AI application in CE HW#4

TASK 1

Loading the libraries

library(pROC)

library(knitr)

library(caret)

library(dplyr)

library(randomForest)

library(e1071)

library(gbm)

library(tidyverse)

library(tidytext)

library(tm)

library(glmnet)  

library(e1071)

library(randomForest)

library(lime)   

setwd("C:/Users/10207/Downloads")

Loading the data

data <- read.csv("C:/Users/10207/Downloads/CA_AV_CrashReportsSample.csv")

Data preprocessing

# Remove unnecessary Data

data <- data %>% select(-CrashNarrative, -File_name, -Manufacturer_Name, -Business_Name,-Date, -Time, -Location_Street, -Location_City,
-Location_County,-Location_State, -Location_Zip, -Latitude, -Longitude,-Name_Injury.Death, -Bicyclist_Injury.Death, -Property_Damage,
-Property_Owner_Name, -Otherparty_Vehicle_Year, -Otherparty_Vehicle_Model,
-Otherparty_Vehicle_State, -Vehicle_was_OtherParty,
-Involved_Party_Otherparty, -Driver, -Passenger, -Vehicle_Year_3rdparty,
-Model_3rdParty, -X3rdparty_Vehicle_State, -Vehicle_was_3rdParty,
-Involve_in_Accident_3rdParty, -Driver_3rdParty, -Passenger_3rdParty)

# Handling missing values

data <- na.omit(data)

# Converting categorical variables to factors

data$Pre_Crash_Mode <- as.factor(data$Pre_Crash_Mode)
data <- data %>% mutate_if(is.character, as.factor)

Feature Selection

nzv <- nearZeroVar(data, saveMetrics = TRUE)
data <- data[, !nzv$nzv]

Model development and training

# Model development
set.seed(123)
trainIndex <- createDataPartition(data$Pre_Crash_Mode, p = 0.6, list = FALSE)
train <- data[trainIndex, ]
test <- data[-trainIndex, ]

# Training the model
# Decision Tree

tree_model <- train(Pre_Crash_Mode ~ ., data = train, method = "rpart")

# Random Forest

rf_model <- train(Pre_Crash_Mode ~ ., data = train, method = "rf",tuneGrid = expand.grid(mtry = c(3, 4, 5, 6)))

# GBM

gbm_model <- train(Pre_Crash_Mode ~ ., data = train, method = "gbm", verbose = FALSE)

# SVM

svm_model <- train(Pre_Crash_Mode ~ ., data = train, method = "svmRadial")

# kNN

knn_model <- train(Pre_Crash_Mode ~ ., data = train, method = "knn")

# GLM

log_model <- train(Pre_Crash_Mode ~ ., data = train, method = "glm")

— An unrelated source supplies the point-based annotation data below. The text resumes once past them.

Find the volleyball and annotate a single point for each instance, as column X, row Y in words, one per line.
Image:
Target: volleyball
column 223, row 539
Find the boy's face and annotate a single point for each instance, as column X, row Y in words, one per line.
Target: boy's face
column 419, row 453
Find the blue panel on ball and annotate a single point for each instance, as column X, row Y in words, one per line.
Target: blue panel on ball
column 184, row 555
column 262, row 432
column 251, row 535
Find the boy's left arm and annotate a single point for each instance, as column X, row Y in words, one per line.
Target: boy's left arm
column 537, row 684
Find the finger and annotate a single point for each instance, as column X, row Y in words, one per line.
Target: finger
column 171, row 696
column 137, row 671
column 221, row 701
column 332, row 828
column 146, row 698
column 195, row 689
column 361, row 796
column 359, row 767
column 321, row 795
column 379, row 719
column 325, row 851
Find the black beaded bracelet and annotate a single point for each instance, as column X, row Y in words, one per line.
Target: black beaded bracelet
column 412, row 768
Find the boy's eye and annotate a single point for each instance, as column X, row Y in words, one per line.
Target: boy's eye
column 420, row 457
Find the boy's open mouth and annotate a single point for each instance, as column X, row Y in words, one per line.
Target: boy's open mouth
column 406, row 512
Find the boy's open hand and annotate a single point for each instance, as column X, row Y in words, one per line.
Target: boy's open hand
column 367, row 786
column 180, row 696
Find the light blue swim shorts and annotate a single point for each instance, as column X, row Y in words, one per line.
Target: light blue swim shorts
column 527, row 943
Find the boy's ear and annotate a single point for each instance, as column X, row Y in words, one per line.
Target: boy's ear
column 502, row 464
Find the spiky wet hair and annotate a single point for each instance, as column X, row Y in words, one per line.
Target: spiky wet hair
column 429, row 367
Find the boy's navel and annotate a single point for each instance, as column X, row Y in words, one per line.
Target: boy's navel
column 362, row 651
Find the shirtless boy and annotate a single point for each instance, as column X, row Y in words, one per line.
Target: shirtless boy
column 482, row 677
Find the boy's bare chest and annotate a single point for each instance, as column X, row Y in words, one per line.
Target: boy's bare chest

Determing the best tuning parameter

print(log_model$bestTune)
##   parameter
## 1      none
print(rf_model$bestTune)
##   mtry
## 3    5
print(gbm_model$bestTune)
##   n.trees interaction.depth shrinkage n.minobsinnode
## 4      50                 2       0.1             10
print(svm_model$bestTune)
##       sigma C
## 3 0.0657767 1
print(knn_model$bestTune)
##   k
## 3 9
print(tree_model$bestTune)
##   cp
## 1  0

Predictions on the test set

pred_rf <- predict(rf_model, newdata = test)
pred_tree <- predict(tree_model, newdata = test)
pred_svm <- predict(svm_model, newdata = test)
pred_gbm <- predict(gbm_model, newdata = test)
pred_knn <- predict(knn_model, newdata = test)
pred_log <- predict(log_model, newdata = test)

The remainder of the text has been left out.